Getting a positive BRCA2 (mutation in a gene that puts you at a much higher risk for getting cancer) result has changed my life. Between my mom’s current battle with ovarian cancer, and my sister and my positive BRCA results, I can say without exaggeration I think about cancer every single day.
I wonder if deadly cancer cells are quietly destroying my healthy cells. Morbid right? I wish I could make the thoughts go away. I have to remind myself daily – you don’t have cancer, you may never get cancer. But, my mind still wanders to what if?
I’ve seen more doctors in the last two months than I’ve seen in my whole life. All of them recommend getting a bilateral mastectomy and a bilateral salpingo-oophorectomy or BSO (removal of fallopian tubes and ovaries). If you do these things you basically (hopefully?) get yourself out of the high risk category. Seems like a difficult, but obvious decision right?
It’s not, for me anyway.
When I was waiting for my DNA results to come back, I decided if it came back positive, I would aggressively counter it with the preventative surgical options. It’s easy to make that decision when you secretly believe your test will come back negative. But, it didn’t and now I’m not so sure.
I will be getting the BSO surgery because at this time there are no reliable screenings for ovarian cancer and by the time you have any symptoms it’s usually pretty advanced. Maybe because I’m watching my mom battle ovarian cancer this decision was easier. I don’t want to go through what she’s going through.
But, the mastectomy decision is much more difficult. It feels so drastic to me. I’ve seen (and spoken with) so many brave, warrior BRCA women on Instagram who have opted for the full preventative surgeries and I’m awed by their courage and I respect their decision and resolve. But, for me, my mind keeps screaming – I don’t have cancer! Why do I have to do this?
The surgery is not easy, the recovery is long and painful and like any surgery there can be complications afterwards. But, it does lower your risk of getting breast cancer – by a lot. It seems to give most women some peace of mind to move on and live their best life. That’s not a small thing and obviously it appeals to me.
All that being said, I’m leaning towards surveillance screenings twice a year (MRI and mammogram).
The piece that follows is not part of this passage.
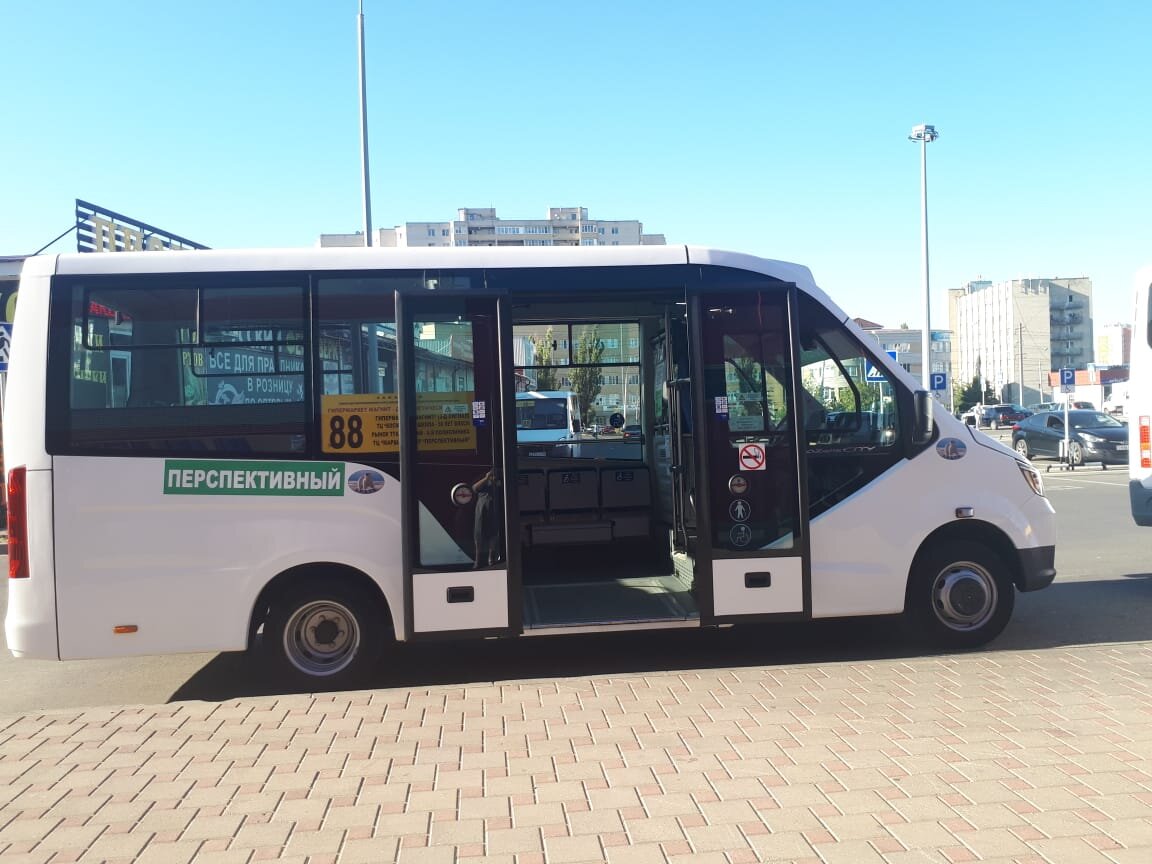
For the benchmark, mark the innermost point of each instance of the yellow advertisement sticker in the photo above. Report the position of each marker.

Many people don’t choose this option because basically you’re just trying to catch the cancer early when it’s easier to treat. But, twice a year you’ll be waiting for results to hear if you have cancer. Can I live that way? Do I want to? I don’t know.
If I get a result back that shows cancer I’d immediately opt for the mastectomy because in my mind the decision would be taken away. But, will I spend every day stressing over cancer? I don’t want to. I want to live a full life and I appreciate my health now more than I ever have before.
I haven’t made a final decision on the mastectomy, but for now I have an MRI scheduled for November and I’ve already had one clear mammogram. I suppose I’ll see how screenings feel mentally and go from there.
So now I’m focusing on the surgery I will be having. I’m waiting for insurance authorization for the consultation and BSO procedure at City of Hope. It’s also an odd feeling to spend so much time in hospitals and centers where people are vigilantly fighting cancer and I walk in healthy with a report showing I’ve got some obscure mutant gene. Their bravery and battle makes my indecision and angst feel so weak and lame. I’m trying to prevent what they’re going through. I should just stop my whining and be thankful science has given us the knowledge and ability to be cancer-free while making preventative choices that could save our lives.
Anyway, I fully realize this isn’t the most fun blog post I’ve ever written, but if one scared and confused person stumbles across it and feels less alone than it’s worth it.